Omar Khadr has spent his entire life as a piece in someone else’s game. First, a child soldier, brought to Afghanistan to a war he didn’t really understand.

Omar Khadr has spent his entire life as a piece in someone else’s game.

First, a child soldier, brought to Afghanistan to a war he didn’t really understand. It doesn’t forgive his actions, but let’s be clear here, if he committed a crime in Canada he would have been subject to a publication ban and he would have had his youth criminal record expunged. If you’re angry about that, I’m sorry you live in a civilized country.

But, he was a prisoner of war in Afghanistan, and as a result his rights were largely ignored. The kid was tortured – which is more about spite than gleaning useful information – and imprisoned in Guantanemo Bay. 

Since being captured, he has become a game piece in politics, and has been ever since. At first, he was a symbolic prisoner, someone used to represent the mistreatment of anyone that might be considered a terrorist, whatever their culpability might be.

The Canadian government settling for $10.5 million has kicked him back into the spotlight, as the right wing in the country has decided that he is an easy villain. Now, Khadr has become a poster boy for terrorism in their view, because they want to depict their actual enemy, the sitting government, as weak on terrorism and somehow mean to veterans. 

To be blunt, he is also a way for racists to be racist in a socially acceptable way, a symbolic scary brown person onto whom they can project all of their illogical fears about everyone who looks slightly different than they do. 

The debate about Khadr has very little to do with Khadr, in the end. He is just a name, and to be frank most of the people upset that the government settled his case don’t actually know anything about it. He would have had a significant pay out from the government either way, whether it was through a settlement or through the courts - the treatment of Khadr was a clear violation of his charter rights, no matter what you think of his crime. The Conservatives might be crowing that they would have fought it all the way to the Supreme Court, which just means that they would have paid a big bundle of money for legal fees on top of the eventual, inevitable pay out.
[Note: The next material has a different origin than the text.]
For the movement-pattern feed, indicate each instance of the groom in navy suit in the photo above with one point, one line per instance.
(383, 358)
My hope for Khadr is that he can be a person now, rather than a game piece, though I don’t actually know if that is possible at this point. He has not, at any point in his life, been in control of his own destiny. He has always been part of someone else’s war, whether that war was fought with bombs, with words, or with pithy images on social media. 

Frankly, if I was him, I’d change my name, move to the Yukon and try to stay far away from the cynical political battles. I don’t know if this is the path he will take, but at the very least if we never hear the name Omar Khadr again, it’s the best case scenario for everyone involved.